I upgraded to 0.18.1 from 0.16.0 (new cluster) and one of the important feature to us, which worked well in 0.16.0 and prior, is giving us a lot of issues. I will try to outline as much info as I can. I really appreciate some help on this.

The basic problem is that the middle manager workers are not being used despite having a lot of pending tasks. For example, at one stage, this is what the UI showed.

xx.xx.xx.xx:8091
middle_manager
_default_worker_category
xx.xx.xx.xx
8091 (plain)

8 / 31 (slots)
Last completed task: 2020-06-05T15:24:00.104Z

xx.xx.xx.yy:8091
middle_manager
_default_worker_category
xx.xx.xx.yy
8091 (plain)

11 / 31 (slots)
Last completed task: 2020-06-05T15:25:32.203Z

xx.xx.xx.zz:8091
middle_manager
_default_worker_category
xx.xx.xx.zz
8091 (plain)

2 / 31 (slots)
Last completed task: 2020-06-05T15:25:08.204Z

I am using only 21 out of 93 available workers. I tried for multiple specs with different tuning configs and I face the same problem.

Case 1:

`

“tuningConfig”: {
“type”: “index_parallel”,
“partitionsSpec”: {
“type”: “dynamic”
},
“maxNumSubTasks”: 999
},

`

Case 2:

`

“tuningConfig”: {
“type”: “index_parallel”,
“partitionsSpec”: {
“type”: “single_dim”,
“partitionDimension”: “ctxid”,
“assumeGrouped”: true,
“maxRowsPerSegment”: 5000000
},
“forceGuaranteedRollup”: true,
“maxNumSubTasks”: 999
},

`

0.16.0 never had this issue and always utilized all the workers 100% of the time. Really appreciate any help I can get on this. Let me know if you need further information from me.

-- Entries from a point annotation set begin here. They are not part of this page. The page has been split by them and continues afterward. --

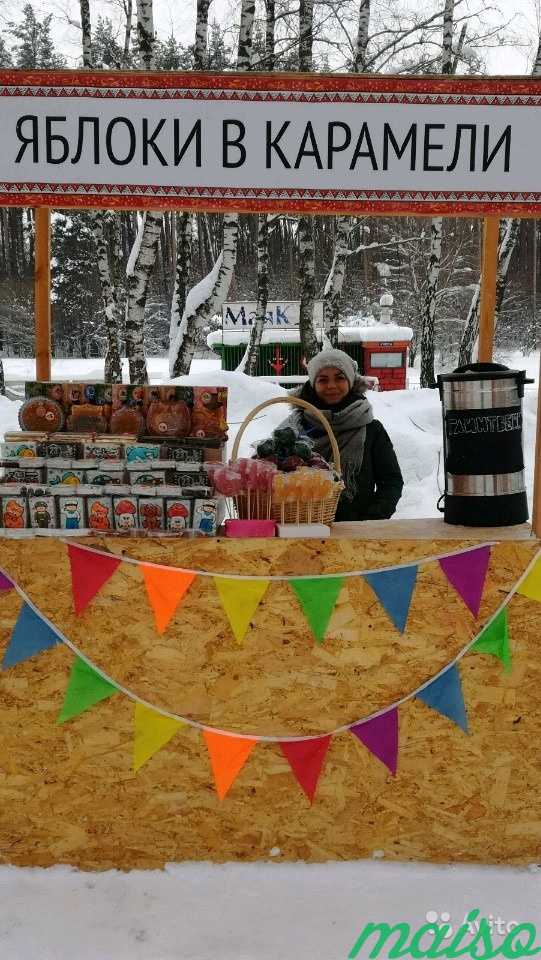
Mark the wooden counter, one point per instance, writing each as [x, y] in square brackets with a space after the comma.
[68, 793]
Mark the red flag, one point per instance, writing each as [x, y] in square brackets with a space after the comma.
[306, 758]
[89, 572]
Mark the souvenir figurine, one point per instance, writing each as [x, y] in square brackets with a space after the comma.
[209, 412]
[42, 512]
[177, 515]
[141, 452]
[71, 511]
[125, 509]
[58, 475]
[204, 517]
[168, 419]
[151, 513]
[18, 451]
[100, 513]
[14, 513]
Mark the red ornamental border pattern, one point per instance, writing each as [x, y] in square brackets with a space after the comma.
[261, 199]
[491, 90]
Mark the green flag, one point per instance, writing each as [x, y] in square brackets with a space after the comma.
[85, 688]
[495, 640]
[317, 598]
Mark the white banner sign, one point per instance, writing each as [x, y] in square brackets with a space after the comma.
[281, 314]
[257, 141]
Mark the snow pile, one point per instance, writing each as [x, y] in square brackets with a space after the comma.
[233, 911]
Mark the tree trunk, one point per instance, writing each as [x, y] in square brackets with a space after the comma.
[108, 277]
[309, 344]
[270, 26]
[86, 33]
[146, 244]
[244, 53]
[335, 280]
[184, 232]
[145, 34]
[110, 290]
[201, 34]
[182, 341]
[248, 363]
[183, 345]
[428, 378]
[509, 234]
[359, 65]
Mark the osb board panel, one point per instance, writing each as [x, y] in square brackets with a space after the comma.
[68, 793]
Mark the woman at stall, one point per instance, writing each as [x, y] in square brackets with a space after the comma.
[370, 470]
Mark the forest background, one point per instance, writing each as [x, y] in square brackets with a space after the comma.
[149, 284]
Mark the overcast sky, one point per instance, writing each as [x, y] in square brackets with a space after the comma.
[178, 17]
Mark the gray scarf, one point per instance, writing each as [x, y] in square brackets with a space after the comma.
[349, 428]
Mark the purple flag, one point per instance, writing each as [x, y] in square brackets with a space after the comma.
[466, 573]
[380, 735]
[5, 582]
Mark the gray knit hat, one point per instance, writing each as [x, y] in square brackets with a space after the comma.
[332, 358]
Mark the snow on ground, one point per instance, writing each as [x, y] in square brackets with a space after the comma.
[269, 910]
[272, 911]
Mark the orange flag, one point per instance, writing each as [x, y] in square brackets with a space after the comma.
[228, 754]
[165, 588]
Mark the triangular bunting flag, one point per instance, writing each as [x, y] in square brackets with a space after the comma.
[466, 572]
[240, 600]
[306, 758]
[228, 754]
[30, 635]
[152, 732]
[85, 688]
[89, 572]
[165, 589]
[394, 589]
[531, 585]
[317, 598]
[5, 583]
[495, 640]
[380, 735]
[444, 694]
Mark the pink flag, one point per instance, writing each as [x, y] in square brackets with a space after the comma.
[380, 735]
[466, 572]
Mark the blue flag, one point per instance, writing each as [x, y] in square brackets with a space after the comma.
[444, 694]
[30, 635]
[393, 589]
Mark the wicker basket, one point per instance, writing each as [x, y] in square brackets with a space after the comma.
[293, 511]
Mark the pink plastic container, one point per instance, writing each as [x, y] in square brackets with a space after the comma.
[250, 528]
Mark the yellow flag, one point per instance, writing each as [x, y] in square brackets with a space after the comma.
[240, 599]
[152, 732]
[531, 585]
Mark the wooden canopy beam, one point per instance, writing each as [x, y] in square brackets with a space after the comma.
[42, 292]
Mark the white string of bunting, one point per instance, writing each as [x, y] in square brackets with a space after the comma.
[154, 726]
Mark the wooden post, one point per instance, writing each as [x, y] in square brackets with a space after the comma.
[42, 292]
[536, 506]
[489, 270]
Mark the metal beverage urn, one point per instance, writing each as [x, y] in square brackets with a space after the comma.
[482, 445]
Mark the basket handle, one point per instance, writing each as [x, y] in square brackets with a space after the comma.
[296, 402]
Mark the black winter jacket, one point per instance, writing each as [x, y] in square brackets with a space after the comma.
[380, 482]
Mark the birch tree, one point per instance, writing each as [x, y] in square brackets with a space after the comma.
[108, 254]
[343, 225]
[143, 255]
[213, 288]
[428, 378]
[248, 363]
[305, 230]
[509, 231]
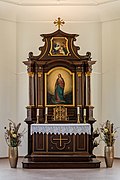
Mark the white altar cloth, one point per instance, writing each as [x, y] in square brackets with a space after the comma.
[61, 128]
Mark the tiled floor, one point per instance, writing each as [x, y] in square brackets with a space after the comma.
[102, 173]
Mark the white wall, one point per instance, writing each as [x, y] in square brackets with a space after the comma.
[7, 78]
[110, 76]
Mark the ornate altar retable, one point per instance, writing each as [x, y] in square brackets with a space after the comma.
[60, 115]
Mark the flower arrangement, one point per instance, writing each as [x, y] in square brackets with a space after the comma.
[12, 136]
[108, 133]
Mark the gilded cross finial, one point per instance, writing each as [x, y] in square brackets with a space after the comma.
[59, 22]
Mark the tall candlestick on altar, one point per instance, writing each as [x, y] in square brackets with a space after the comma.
[84, 112]
[37, 112]
[46, 110]
[78, 110]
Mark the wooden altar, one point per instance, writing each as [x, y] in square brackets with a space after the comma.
[60, 96]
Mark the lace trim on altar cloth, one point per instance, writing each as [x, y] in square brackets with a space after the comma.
[61, 128]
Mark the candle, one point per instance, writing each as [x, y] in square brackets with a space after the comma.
[37, 112]
[84, 112]
[46, 110]
[78, 110]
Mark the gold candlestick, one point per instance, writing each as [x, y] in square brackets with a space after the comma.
[78, 118]
[46, 119]
[37, 122]
[84, 119]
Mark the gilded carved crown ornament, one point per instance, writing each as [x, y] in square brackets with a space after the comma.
[59, 22]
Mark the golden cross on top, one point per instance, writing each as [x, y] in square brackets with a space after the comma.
[59, 22]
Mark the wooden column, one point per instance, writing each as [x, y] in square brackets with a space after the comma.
[31, 89]
[88, 89]
[40, 88]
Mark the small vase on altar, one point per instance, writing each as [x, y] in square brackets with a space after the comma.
[109, 156]
[108, 136]
[13, 156]
[13, 139]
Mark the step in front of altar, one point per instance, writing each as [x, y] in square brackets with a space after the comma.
[60, 161]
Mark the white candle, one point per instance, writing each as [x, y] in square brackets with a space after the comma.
[46, 110]
[84, 112]
[37, 112]
[78, 110]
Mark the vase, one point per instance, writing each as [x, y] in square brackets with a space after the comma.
[109, 156]
[13, 156]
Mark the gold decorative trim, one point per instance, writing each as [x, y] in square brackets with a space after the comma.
[39, 105]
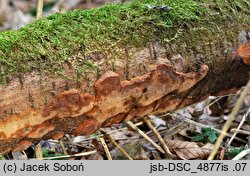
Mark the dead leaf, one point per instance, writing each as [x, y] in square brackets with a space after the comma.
[189, 150]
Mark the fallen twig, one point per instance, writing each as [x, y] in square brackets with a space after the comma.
[229, 121]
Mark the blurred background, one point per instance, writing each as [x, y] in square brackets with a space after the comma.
[17, 13]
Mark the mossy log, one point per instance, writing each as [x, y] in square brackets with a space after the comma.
[75, 72]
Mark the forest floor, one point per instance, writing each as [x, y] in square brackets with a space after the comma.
[188, 133]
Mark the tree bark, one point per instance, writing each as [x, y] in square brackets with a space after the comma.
[130, 81]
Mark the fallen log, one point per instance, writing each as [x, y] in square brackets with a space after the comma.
[75, 72]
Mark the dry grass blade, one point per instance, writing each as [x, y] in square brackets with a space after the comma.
[39, 152]
[238, 128]
[205, 126]
[189, 150]
[158, 135]
[240, 131]
[39, 11]
[145, 136]
[105, 148]
[242, 154]
[70, 156]
[119, 147]
[229, 121]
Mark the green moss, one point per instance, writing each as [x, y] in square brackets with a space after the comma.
[47, 44]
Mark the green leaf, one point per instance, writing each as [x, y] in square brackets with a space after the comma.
[198, 138]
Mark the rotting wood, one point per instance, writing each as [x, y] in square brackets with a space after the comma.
[34, 106]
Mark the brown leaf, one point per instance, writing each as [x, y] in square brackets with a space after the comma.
[189, 150]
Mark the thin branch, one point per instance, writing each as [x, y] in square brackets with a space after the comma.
[240, 131]
[39, 152]
[238, 128]
[70, 156]
[158, 135]
[145, 136]
[205, 126]
[63, 148]
[242, 154]
[105, 148]
[229, 121]
[119, 147]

Any help would be appreciated.

Hi Karthik,

IMO, Just setting maxNumSubTasks to higher value does not mean that it will utilize no of worker thread specified, It can utilize up to that but if it does not need that many workers, it won’t.

What happens when you run new ingestion? Does it go into pending state despite having available workers?

Thanks and Regards,
Vaibhav

I would understand that if the jobs running are the last of the tasks. But if I have tasks in pending and waiting state, it should run on the free workers, right? in the above example, I have more tasks in pending but only 21 are running. this is stretching my etl time from 1.5 hours to 6 hours. that’s 3.5 hours of wasted EC2 resources, not to mention, I don’t know scaling it higher will run any more than already running tasks.